I’m going to keep writing as much as I can write for as long as I can write. Hopefully, people will give me a chance when I diverge from their favorite character.
Thinking now of all those subsets of your readers, what are the best things you think that readers can do to support their favorite authors?
Two things. Read their books from legitimate sources. If you’re going to borrow from a library, make sure it’s a library that buys its books. Your local library, even if you go there and get a free eBook, they’re paying a certain amount to the publisher for the use of those eBooks.
If you go to one of these so-called libraries that are really piracy sites, and you download a book and you read it for free, it would be like if you’re a nurse and someone tells you ‘Yeah, you have to work but we’re not paying you.’ Or if you’re a dog trainer, ‘Yeah, you have to train the dogs, but we’re not paying you. You’re supposed to do it. That’s what you’re supposed to do. You’re supposed to satisfy my desires and my desire is to have my dog sit.’
So, what they’re doing is, when readers steal, that affects my bottom line. And that determines how many books I can afford to write a year. And how many books I’m willing to write and not be paid the full amount that I’m due. So, that’s the first thing.

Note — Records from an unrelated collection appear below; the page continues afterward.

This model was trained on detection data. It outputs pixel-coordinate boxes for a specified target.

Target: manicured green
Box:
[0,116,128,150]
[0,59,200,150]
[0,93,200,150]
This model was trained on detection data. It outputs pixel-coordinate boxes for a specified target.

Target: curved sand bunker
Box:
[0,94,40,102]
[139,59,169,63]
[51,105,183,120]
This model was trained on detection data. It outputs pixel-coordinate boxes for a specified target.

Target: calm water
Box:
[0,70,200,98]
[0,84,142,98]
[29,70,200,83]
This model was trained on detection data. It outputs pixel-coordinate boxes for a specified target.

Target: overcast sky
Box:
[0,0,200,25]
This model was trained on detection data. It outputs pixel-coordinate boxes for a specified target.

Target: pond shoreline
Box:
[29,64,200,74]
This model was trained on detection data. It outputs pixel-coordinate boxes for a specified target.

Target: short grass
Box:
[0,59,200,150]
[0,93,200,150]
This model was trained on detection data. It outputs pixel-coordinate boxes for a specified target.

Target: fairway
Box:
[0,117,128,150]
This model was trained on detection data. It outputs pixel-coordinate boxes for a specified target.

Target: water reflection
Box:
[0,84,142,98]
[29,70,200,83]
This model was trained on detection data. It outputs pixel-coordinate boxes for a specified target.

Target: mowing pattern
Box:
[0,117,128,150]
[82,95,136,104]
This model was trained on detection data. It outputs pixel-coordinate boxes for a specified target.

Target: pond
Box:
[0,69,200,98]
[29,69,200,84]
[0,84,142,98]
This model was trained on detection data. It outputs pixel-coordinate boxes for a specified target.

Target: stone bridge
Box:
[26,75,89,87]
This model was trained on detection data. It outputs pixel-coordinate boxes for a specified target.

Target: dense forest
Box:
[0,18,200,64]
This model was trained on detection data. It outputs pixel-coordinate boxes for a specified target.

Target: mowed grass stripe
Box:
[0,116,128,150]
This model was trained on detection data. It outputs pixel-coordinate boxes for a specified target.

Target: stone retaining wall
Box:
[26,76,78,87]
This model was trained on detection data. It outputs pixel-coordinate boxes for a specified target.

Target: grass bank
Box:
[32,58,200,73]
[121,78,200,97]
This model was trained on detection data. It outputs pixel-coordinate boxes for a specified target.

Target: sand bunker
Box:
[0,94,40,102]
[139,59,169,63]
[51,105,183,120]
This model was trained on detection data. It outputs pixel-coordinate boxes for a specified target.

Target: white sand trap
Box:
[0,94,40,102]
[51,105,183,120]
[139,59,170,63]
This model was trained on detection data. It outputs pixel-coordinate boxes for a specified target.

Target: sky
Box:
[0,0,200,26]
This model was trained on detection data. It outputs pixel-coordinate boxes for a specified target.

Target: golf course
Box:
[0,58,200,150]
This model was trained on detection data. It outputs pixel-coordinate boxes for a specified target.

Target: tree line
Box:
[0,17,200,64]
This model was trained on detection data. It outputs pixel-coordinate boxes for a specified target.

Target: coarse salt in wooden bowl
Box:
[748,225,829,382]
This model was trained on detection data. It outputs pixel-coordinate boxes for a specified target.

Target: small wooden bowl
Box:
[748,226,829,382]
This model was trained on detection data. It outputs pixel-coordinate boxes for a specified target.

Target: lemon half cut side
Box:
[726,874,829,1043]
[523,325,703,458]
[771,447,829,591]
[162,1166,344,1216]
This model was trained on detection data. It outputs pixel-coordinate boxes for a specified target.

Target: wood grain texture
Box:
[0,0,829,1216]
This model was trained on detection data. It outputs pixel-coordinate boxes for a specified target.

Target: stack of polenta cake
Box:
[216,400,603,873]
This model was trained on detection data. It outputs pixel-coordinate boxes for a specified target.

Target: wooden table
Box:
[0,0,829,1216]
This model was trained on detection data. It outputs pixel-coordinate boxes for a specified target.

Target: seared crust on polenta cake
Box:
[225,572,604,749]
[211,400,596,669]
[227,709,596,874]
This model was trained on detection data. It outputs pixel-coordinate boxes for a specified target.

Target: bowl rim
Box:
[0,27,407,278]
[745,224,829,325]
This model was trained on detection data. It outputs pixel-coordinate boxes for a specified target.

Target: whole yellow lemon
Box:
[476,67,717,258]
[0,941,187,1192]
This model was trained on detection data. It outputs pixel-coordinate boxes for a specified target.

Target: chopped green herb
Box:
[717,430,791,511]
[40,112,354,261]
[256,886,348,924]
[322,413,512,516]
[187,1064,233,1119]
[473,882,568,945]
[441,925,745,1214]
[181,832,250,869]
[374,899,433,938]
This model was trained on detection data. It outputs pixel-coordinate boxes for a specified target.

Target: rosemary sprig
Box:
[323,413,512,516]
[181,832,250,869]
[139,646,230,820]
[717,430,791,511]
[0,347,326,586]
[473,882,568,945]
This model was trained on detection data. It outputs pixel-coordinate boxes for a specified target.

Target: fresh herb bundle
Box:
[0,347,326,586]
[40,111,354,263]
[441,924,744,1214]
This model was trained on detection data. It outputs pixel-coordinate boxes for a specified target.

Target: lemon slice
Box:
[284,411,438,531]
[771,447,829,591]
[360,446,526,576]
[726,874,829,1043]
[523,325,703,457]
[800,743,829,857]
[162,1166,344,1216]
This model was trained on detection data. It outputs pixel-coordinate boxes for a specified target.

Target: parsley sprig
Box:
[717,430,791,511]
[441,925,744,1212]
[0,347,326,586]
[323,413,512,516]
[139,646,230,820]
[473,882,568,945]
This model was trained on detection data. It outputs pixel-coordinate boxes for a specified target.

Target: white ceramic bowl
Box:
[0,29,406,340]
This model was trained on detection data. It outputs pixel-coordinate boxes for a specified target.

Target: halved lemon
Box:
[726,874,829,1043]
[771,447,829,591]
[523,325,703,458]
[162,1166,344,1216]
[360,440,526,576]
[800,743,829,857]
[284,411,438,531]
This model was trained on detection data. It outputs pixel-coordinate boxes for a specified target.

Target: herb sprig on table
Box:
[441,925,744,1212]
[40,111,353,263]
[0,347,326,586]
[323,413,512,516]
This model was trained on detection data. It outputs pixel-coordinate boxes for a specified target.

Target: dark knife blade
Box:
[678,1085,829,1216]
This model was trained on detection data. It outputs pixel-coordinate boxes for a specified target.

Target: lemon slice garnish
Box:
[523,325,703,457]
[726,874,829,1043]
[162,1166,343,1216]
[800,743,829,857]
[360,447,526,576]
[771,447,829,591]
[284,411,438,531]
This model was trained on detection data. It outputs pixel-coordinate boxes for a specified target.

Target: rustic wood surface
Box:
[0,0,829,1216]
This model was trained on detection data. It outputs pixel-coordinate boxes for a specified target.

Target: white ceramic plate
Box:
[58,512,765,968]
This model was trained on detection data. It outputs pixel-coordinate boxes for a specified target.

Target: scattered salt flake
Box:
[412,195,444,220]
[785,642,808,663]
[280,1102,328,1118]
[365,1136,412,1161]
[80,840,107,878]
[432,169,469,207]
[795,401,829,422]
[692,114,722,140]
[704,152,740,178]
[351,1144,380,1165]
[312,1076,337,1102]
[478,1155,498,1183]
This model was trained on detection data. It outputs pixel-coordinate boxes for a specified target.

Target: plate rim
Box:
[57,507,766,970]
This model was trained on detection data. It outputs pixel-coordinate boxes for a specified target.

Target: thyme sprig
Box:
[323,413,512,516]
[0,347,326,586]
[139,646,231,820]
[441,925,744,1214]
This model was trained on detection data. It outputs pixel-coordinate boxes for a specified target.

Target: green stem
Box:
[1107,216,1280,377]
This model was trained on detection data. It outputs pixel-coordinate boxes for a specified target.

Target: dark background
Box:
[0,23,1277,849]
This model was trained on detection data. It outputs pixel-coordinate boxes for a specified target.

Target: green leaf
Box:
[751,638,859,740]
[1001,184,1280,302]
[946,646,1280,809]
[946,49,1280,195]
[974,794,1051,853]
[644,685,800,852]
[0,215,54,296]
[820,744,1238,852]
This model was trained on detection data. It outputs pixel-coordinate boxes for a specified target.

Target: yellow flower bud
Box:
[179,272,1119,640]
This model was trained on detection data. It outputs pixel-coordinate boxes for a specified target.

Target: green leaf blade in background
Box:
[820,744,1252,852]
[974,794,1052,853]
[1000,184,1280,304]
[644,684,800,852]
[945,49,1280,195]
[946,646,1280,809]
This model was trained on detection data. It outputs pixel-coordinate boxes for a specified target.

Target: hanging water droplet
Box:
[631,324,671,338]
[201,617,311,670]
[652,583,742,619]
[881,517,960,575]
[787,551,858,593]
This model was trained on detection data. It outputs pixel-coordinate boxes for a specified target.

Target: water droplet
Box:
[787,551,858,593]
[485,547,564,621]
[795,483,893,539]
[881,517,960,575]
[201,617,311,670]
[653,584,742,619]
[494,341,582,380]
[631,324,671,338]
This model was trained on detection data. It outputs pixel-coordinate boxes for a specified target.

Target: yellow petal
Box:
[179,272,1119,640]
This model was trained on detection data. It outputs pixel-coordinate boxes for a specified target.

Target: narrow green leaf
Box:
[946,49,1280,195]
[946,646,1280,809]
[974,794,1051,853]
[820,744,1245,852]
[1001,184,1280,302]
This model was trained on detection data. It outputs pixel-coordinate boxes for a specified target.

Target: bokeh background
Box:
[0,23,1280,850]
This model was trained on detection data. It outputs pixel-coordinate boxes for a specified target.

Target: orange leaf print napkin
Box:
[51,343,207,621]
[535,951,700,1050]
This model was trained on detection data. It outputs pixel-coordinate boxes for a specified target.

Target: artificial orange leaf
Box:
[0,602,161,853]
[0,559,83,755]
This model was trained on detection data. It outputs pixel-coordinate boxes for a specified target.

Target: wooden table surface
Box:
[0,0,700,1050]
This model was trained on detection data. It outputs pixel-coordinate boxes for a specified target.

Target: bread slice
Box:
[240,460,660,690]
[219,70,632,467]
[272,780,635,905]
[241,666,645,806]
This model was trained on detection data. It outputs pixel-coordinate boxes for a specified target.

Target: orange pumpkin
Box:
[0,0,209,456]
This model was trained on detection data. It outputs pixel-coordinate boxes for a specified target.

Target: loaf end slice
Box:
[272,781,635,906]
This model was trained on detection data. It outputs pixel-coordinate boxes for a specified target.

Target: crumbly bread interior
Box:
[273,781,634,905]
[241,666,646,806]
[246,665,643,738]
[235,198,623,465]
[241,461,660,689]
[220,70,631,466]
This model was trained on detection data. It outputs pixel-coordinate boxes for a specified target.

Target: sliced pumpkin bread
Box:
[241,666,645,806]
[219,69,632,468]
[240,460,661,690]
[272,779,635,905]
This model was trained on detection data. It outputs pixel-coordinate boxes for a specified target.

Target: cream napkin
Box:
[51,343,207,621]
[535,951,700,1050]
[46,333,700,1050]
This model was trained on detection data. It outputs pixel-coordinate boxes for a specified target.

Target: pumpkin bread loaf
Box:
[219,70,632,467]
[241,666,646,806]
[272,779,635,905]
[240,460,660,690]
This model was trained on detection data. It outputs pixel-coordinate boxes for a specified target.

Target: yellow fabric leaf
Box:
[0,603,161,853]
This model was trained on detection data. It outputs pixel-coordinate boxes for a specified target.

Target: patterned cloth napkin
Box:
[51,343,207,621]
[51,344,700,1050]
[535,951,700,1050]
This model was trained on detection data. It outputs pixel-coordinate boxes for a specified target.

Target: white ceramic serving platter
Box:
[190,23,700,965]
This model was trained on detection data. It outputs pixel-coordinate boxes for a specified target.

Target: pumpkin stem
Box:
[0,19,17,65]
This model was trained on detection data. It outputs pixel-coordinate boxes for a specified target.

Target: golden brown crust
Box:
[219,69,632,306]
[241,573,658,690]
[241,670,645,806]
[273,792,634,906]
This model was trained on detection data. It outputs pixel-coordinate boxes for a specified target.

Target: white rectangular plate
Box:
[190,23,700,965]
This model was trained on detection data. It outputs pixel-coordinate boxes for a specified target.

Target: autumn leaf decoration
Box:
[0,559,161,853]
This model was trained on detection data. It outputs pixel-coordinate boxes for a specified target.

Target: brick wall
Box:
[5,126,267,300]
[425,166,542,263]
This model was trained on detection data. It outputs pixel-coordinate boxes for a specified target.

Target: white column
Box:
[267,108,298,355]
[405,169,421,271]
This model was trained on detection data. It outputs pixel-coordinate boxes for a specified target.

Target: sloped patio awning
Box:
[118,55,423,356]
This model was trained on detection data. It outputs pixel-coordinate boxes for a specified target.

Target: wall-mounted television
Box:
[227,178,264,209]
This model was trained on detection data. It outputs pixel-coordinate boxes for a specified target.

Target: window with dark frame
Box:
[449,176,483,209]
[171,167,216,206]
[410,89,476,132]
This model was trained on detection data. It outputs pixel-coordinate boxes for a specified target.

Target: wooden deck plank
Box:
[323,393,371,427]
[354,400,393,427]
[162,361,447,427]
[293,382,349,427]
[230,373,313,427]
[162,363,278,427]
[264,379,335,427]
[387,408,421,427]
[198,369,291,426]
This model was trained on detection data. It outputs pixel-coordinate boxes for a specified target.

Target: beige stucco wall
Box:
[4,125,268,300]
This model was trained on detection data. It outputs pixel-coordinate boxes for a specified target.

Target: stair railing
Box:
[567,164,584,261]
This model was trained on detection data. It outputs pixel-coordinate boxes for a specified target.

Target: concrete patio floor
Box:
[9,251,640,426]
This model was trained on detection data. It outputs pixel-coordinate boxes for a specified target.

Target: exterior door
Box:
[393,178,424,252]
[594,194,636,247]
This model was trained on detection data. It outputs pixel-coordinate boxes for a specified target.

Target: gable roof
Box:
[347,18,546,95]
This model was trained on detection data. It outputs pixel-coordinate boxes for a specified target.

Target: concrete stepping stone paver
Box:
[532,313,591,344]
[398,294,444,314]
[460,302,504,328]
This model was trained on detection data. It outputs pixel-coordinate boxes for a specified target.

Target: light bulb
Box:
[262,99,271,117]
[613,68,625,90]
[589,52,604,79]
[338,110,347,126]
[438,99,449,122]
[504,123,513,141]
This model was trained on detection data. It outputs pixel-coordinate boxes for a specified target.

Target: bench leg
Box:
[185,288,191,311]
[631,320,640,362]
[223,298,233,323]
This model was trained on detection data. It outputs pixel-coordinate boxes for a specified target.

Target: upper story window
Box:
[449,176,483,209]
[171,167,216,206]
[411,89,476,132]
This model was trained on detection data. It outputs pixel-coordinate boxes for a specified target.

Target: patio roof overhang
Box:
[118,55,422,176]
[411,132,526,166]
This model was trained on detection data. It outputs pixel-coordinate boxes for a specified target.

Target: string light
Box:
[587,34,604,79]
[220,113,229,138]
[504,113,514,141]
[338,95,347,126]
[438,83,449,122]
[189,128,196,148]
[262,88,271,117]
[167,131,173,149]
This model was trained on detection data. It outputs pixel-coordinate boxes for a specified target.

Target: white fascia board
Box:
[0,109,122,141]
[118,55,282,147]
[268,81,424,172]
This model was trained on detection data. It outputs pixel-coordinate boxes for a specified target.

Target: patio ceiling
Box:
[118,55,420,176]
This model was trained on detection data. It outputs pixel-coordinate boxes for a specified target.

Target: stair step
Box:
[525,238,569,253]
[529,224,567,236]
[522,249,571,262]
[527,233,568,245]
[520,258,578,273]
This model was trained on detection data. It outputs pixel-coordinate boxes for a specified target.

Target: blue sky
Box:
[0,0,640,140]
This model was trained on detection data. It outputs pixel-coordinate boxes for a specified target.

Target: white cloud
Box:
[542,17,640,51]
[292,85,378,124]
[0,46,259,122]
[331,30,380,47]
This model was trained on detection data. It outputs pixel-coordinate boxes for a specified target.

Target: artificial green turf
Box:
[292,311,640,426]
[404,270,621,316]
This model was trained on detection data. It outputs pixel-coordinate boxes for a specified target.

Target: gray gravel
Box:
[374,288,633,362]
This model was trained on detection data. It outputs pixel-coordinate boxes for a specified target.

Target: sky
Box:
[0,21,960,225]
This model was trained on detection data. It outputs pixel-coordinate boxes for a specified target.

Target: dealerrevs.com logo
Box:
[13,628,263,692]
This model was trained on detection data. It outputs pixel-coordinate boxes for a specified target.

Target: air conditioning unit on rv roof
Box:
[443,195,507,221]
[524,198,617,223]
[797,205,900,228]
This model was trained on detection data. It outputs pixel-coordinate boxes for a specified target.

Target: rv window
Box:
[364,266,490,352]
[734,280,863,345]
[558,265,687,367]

Buy or lend from a legitimate library, or buy your books online from a legitimate place, a legitimate online site.
Second thing you can do is tell your friends about the work. Find people you can talk to. Say, ‘I have this new series! I love it! It’s fabulous! It’s kind of like, I don’t know, Jack Reacher-meets-whatever.’ Find ways to tell your friends about the books that you like. And that personal touch that a reader who loves something that a writer has written can bring to the market what nothing else will.
If you have a Facebook page, announce ‘Faith Hunter has a new book coming out! They just did a title reveal! It’s called True Dead, and I love it!’ You can do that.
You can Tweet something. Or if you go to Twitter and you see I’ve put something on Twitter - which I do very seldom - but send it out. Share it. Share it with your friends on Twitter. Share it with your friends on Facebook.
That personal touch, I can’t buy it. There’s no amount of PR that will replace my fans. They make me happen. They keep me alive. They keep me paying bills. My fans do. And I love every one of them.